Наиболее ясное представление об идеях Ковалевского в отношении Востока и Запада можно получить из его инаугурационной профессорской речи 1837 г. «О знакомстве европейцев с Азией»502. Проследив контакты между двумя континентами с начала времен, Осип Михайлович отметил, что самые первые встречи характеризовались взаимным невежеством и насилием: «Как еврей словом “гой”, мусульмане “гяур”, греки “варваром” назвали всякого иноземца, так китайцы в свою очередь запятнали страницы своих хроник унизительными именами для своих соседей». Подобная враждебность подкреплялась периодическими военными столкновениями. «Европа неоднократно уже встревожена была нашествием азиатских народов», – отмечал Ковалевский и тут же добавлял, что и Запад как минимум дважды совершал набеги на Восток – при Александре Македонском и в эпоху крестовых походов.
Даже эти столкновения, а также стоит помнить о более мирном взаимодействии двух континентов через торговцев и путешественников, не были исключительно разрушительными, так как «произвели богатый последствиями переворот, принесли с собой новые идеи». Войны в том числе способствовали обмену знаниями и открытиями между Востоком и Западом. Как и Казем-Бек, лучшим примером этого явления Ковалевский считал феномен крестовых походов: «Было время, когда высокомерный европеец взирал на Азию как на убежище праздности и неги, почитал ее обиталищем дикого варварства, страною безмерной роскоши и раболепства… Вспомните, как бесчисленные толпы христиан, под знаменем веры, устремились некогда на берега Малой Азии, чтобы истребить заклятых противников… но, к крайнему удивлению и стыду, они нашли там просвещение и образ жизни… Не говоря о взаимной пользе, какая проистекла от столь сильного столкновения запада с востоком, я повторяю только слова нашего ученого и красноречивого вельможи писателя, что под Иерусалимом, пред гробом Спасителя, положен был наконец (без ведома строителей и конечно против их воли) первый камень будущего политического здания Европы. Рыцари креста… в замену стольких бед принесли в Европу новую искру свободы и просвещения».
Разумеется, Восток служил источником многих знаний и открытий – от изобретения китайцами пороха, книгопечатания и бумажных денег до индийских религиозных и нравственных идей. «Сколько здесь предметов для языковеда, поэта, философа, археолога, историка! Сколько тайн сокрыто в богатейшей природе!» – восхищается Ковалевский. Но и Запад, в свою очередь, сделал многое для обучения Востока. И благодаря «электрической силе» просвещения, как подчеркивает ученый, можно преодолеть разрыв, существующий между народами Азии и Европы.
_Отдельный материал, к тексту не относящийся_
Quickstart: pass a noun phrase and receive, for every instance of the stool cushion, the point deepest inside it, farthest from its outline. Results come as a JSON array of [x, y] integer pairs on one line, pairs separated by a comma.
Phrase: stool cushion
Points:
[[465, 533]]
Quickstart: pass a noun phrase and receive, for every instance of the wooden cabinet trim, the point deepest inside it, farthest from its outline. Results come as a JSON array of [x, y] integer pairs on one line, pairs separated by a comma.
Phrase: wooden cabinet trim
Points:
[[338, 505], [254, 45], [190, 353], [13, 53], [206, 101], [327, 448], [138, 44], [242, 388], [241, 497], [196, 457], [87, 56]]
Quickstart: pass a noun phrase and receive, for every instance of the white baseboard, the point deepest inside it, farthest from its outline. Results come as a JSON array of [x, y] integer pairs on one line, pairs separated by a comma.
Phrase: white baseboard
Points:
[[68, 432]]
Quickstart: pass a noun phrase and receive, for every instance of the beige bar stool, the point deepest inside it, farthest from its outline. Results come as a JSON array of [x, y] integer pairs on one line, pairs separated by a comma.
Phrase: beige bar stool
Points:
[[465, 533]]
Весной 1878 г. коллеги устроили 77-летнему Ковалевскому юбилей в честь 50-летия его выдающейся карьеры503. Отмечали его многочисленные достижения. Помимо прорывных работ по монгольскому языку и истории буддизма, Осип Михайлович воспитал несколько ведущих ученых следующего поколения, в том числе выдающегося китаеведа из Санкт-Петербургского университета Василия Васильева и Алексея Бобровникова из Казанской духовной семинарии. Возможно, самым одаренным его учеником являлся молодой бурят Доржи Банзаров. Однако плохое здоровье и профессиональные неудачи оборвали его сравнительно недолгую карьеру. Банзаров опубликовал первое в истории западной науки исследование монгольского шаманизма504. Скончался Осип Ковалевский вскоре после юбилея, в октябре того же года во время работы в читальном зале библиотеки Варшавского университета505.
В 1852 г. профессор сравнительной литературы Казанского университета Карл Фойгт изучил историю факультета востоковедения за предыдущее десятилетие506. Он нашел много поводов быть весьма удовлетворенным. Фойгт с гордостью перечисляет пять кафедр: арабско-персидской, турецкой, монгольской, санскритской и китайской словесности (армянская кафедра была закрыта в 1851 г. из-за малого набора). Всего этими сферами занимались шесть профессоров, а также несколько лекторов и преподаватель арабской каллиграфии. Фойгт с гордостью говорит об академических достижениях преподавателей, получивших не менее трех Демидовских премий за это десятилетие, различные награды и два бриллиантовых кольца лично от царя.
Книга канадского историка Дэвида Схиммельпеннинка ван дер Ойе описывает вклад имперского воображения в политику дальневосточной экспансии России в первое десятилетие правления Николая II. Опираясь на массив разнородных источников — травелоги, дневники, мемуаристику, дипломатическую корреспонденцию, — автор показывает, как символическая география, геополитические представления и культурные мифы о Китае, Японии, Корее влияли на принятие конкретных решений, усиливавших присутствие России на Тихоокеанском побережье.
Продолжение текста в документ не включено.